ソニーがゲーム業界を席巻する新プログラム「Soneium For All」を発表—スタートアップ育成に本腰
ソニーのブロックチェーン部門「Soneium」が、ゲーム開発スタートアップ向けの大規模インキュベーションプログラムを開始。業界の寡占化が進む中、中小開発者の救済策として注目を集める。
「Soneium For All」は資金提供だけでなく、ソニーの独占技術や流通網へのアクセスを提供—大手ベンダーに依存しない新たなエコシステム構築を目指す。ただし、ゲーム業界の「支援プログラム」が結局は自社プラットフォーム囲い込みに終わる例も多いのが現実だ。
仮想通貨市場の暴落続く中、ゲームFIプロジェクトへの投資額は前年比67%減。ソニーが本当に業界を変える意志があるか、それとも単なるトークンエコノミー実験場を求めてるか—開発者たちは懐疑的な目を向けている。
- Soneium For Allは、ソニー・イノベーション・ファンドの投資支援を受け、アスター・ネットワークとスターテイル・クラウド・サービスとの提携によって生まれた。
- このプログラムは、第3四半期に開始される予定だ。
ソニーグループと連携したイーサリアム(Ethereum)・オーバーレイ・ブロックチェーン「Soneium(ソニューム)」は、700万人のユーザーを抱えるブロックチェーン・エコシステム内で、消費者向けおよびゲーム向けアプリケーションの創出を促進するための新たなインキュベーション・プログラム「Soneium For All」を発表した。

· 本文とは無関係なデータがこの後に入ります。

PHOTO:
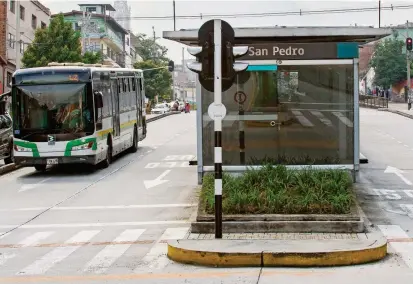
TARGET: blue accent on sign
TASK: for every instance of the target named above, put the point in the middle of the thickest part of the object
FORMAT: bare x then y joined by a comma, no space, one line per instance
347,50
262,68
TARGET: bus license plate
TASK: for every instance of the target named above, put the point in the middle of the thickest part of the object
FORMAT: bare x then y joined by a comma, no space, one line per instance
52,161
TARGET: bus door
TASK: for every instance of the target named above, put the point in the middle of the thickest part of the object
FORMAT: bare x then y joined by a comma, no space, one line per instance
115,107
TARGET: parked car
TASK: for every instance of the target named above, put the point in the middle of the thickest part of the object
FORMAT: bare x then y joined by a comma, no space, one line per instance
160,109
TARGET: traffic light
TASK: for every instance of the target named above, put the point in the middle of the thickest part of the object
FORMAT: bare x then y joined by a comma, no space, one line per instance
204,54
409,44
171,66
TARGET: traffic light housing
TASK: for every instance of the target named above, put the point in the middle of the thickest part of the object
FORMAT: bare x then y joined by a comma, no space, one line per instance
204,54
409,44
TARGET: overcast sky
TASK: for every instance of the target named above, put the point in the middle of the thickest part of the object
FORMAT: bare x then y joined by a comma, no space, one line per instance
195,7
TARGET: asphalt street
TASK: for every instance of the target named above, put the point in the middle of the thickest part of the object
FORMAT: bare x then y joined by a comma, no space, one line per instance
110,226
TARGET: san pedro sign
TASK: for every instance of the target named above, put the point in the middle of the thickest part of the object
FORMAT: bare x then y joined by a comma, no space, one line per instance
268,51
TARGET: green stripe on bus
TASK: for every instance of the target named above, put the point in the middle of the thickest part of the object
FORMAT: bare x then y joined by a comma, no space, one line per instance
78,142
29,145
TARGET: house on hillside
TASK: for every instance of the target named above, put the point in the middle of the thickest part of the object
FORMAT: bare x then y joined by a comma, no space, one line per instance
101,33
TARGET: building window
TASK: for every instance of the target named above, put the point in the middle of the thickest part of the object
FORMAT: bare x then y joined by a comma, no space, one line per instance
12,6
22,12
11,40
34,22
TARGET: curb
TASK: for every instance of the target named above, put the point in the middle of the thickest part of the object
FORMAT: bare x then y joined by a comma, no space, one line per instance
162,116
398,112
277,253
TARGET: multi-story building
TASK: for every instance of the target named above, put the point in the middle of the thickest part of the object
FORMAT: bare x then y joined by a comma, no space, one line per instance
100,32
23,18
3,36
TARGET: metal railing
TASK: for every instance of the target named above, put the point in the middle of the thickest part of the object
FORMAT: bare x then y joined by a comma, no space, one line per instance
373,101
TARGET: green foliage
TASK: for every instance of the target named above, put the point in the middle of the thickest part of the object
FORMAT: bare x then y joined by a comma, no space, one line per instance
278,190
157,82
57,43
389,62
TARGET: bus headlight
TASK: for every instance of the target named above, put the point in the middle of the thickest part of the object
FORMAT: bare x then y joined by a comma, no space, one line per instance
22,149
85,146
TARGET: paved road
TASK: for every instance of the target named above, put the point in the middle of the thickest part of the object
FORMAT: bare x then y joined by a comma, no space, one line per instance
109,227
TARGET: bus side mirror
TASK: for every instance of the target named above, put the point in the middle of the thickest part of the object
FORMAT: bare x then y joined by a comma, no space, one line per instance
98,99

仮想通貨(仮想通貨)がメインストリームへと進む中、アップル(Apple)やウーバー(Uber)などの伝統的なテクノロジー企業は、将来の事業展開のためにこうした技術に注目している。
Soneiumの構築を担当するソニー・ブロック・ソリューションズ・ラボ(Sony Block Solutions Labs)は、イーサリアムと接続された高速かつ低コストのレイヤー「オプティミズムOPスタック」を採用し、「特にクリエイター、ファン、コミュニティを対象に、Web2とWeb3のユーザー層のギャップを埋める」と説明している。
この新しいアクセラレーターは、アスター・ネットワーク(AstAR Network)とスターテイル・クラウド・サービス(Startale Cloud Services)との提携で設立され、ソニー・イノベーション・ファンドの支援を受けており、第3四半期にサービスを開始する予定だ。
「この取り組みは、ブロックチェーン技術を通じて世界中のクリエイターを支援するという当社のビジョンを反映している」と、ソニー・ブロック・ソリューションズ・ラボのディレクター、鈴木良平氏は声明で述べた。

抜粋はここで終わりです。